Sejurus kemudian percakapan terhenti. Tak tahu sebabnya. Mungkin sinyal
yang kurang subur. Mungkin juga pendeta Calvin sibuk dengan kerja mempersiapkan
bahan khotbah untuk kebaktian malam nanti.
Esoknya Valeri telah berada di kampung halamannya. Pagi-pagi sekali dia
meluncur dengan sepeda motor tua bermerk Kharisma keluaran tahun 2003.
Kepulangannya bukan untuk mengamuk atau hal-hal nekat sejenisnya di rumah
pastori. Kepulangan kali ini dipicu oleh rasa sakit di punggung dan tangan
kirinya. Barangkali pemantiknya adalah kerna tergelincir dan terjatuh saat
menuruni gunung Soputan dua minggu lalu. Orang Minahasa bilang itu salese. Belum lagi dia duduk, ibunya
langsung mencecarnya dengan cerita-cerita miring tentangnya. Kata ibu Valeri,
cerita buruk itu bermula dari mulut pendeta Calvin kemudian menjangkit ke mulut
pendeta Mercy. Ibunya menerangkan dengan jelas.
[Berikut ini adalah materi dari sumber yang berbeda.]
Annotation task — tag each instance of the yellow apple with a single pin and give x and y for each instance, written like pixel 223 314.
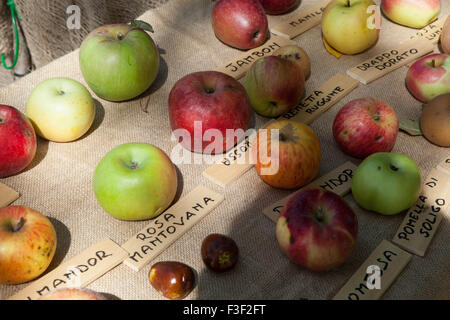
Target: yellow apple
pixel 60 109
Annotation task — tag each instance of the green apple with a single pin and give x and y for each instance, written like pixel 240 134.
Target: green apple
pixel 60 109
pixel 135 181
pixel 387 183
pixel 119 62
pixel 346 27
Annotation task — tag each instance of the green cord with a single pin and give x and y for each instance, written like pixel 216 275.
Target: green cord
pixel 14 12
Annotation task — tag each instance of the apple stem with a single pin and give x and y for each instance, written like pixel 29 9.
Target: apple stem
pixel 19 225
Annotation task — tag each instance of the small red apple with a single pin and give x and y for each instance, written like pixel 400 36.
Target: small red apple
pixel 365 126
pixel 213 101
pixel 240 23
pixel 278 6
pixel 17 141
pixel 27 244
pixel 317 229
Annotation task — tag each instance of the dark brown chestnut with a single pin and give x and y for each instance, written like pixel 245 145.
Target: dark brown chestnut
pixel 174 280
pixel 219 252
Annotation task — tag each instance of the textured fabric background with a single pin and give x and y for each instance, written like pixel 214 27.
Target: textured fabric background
pixel 59 181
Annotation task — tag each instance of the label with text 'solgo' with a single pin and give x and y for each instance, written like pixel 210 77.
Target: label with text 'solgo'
pixel 162 231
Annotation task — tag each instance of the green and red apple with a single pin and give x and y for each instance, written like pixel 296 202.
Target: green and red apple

Tak sedikit pun ada tanda jika
cerita itu dikarang-karang. Namun, Valeri tak bicara banyak. Bekal ilmu yang
dia dapat waktu di bangku kuliah kiranya cukup untuk dimanfaatkan mengontrol emosinya. Tiga kali dia diurut
oleh pria tua di kampungnya. Dia diminta datang lagi besoknya. Tapi malamnya
dia hilang lagi dari pandangan mata warga kampung. Di malam yang sama dia
kembali berada di kota Wenang, Manado. Tak lagi pikir soal makan malam, sontak
dia membuka laptop-nya untuk bicara
dengan pendeta Calvin lewat akun media sosial.
Dan sebuah kebetulan lagi. Nama pendeta yang disebut temannya sebagai
pengkhianat itu ada namanya di kotak obrolan.
“Pendeta, da bagimana tu depe cirita
kong sampe pendeta usul ada diskusi deng pemuda? Apa tu latar blakang?”
“Pendeta Mercy tanya ngana pe kabar kalu ada di mana. Soalnya so jarang di kampung. Qta bilang mungkin kuliah soalnya ada
di S2 UNSRAT dan selama ini aktif di kegiatan budaya. Baru, muncul cerita kalu
ngana so nda maso gereja kata di
sana.
Kita bilang so ada sto keyakinan baru. Dan itu yang perlu didiskusikan. Nda
bacarita tentang pemuda. Mar, mungkin penafsirannya sampai ke sana. Ibu sebagai pendeta, ta kira itu wajar untuk di kritisi dan di
dialogkan.”
Valeri jadi bingung. Bila membaca ketikan penjelasan pendeta Calvin, tak
ada yang salah. Memang ada sedikit yang sensitif. Lalu, siapa yang berbohong?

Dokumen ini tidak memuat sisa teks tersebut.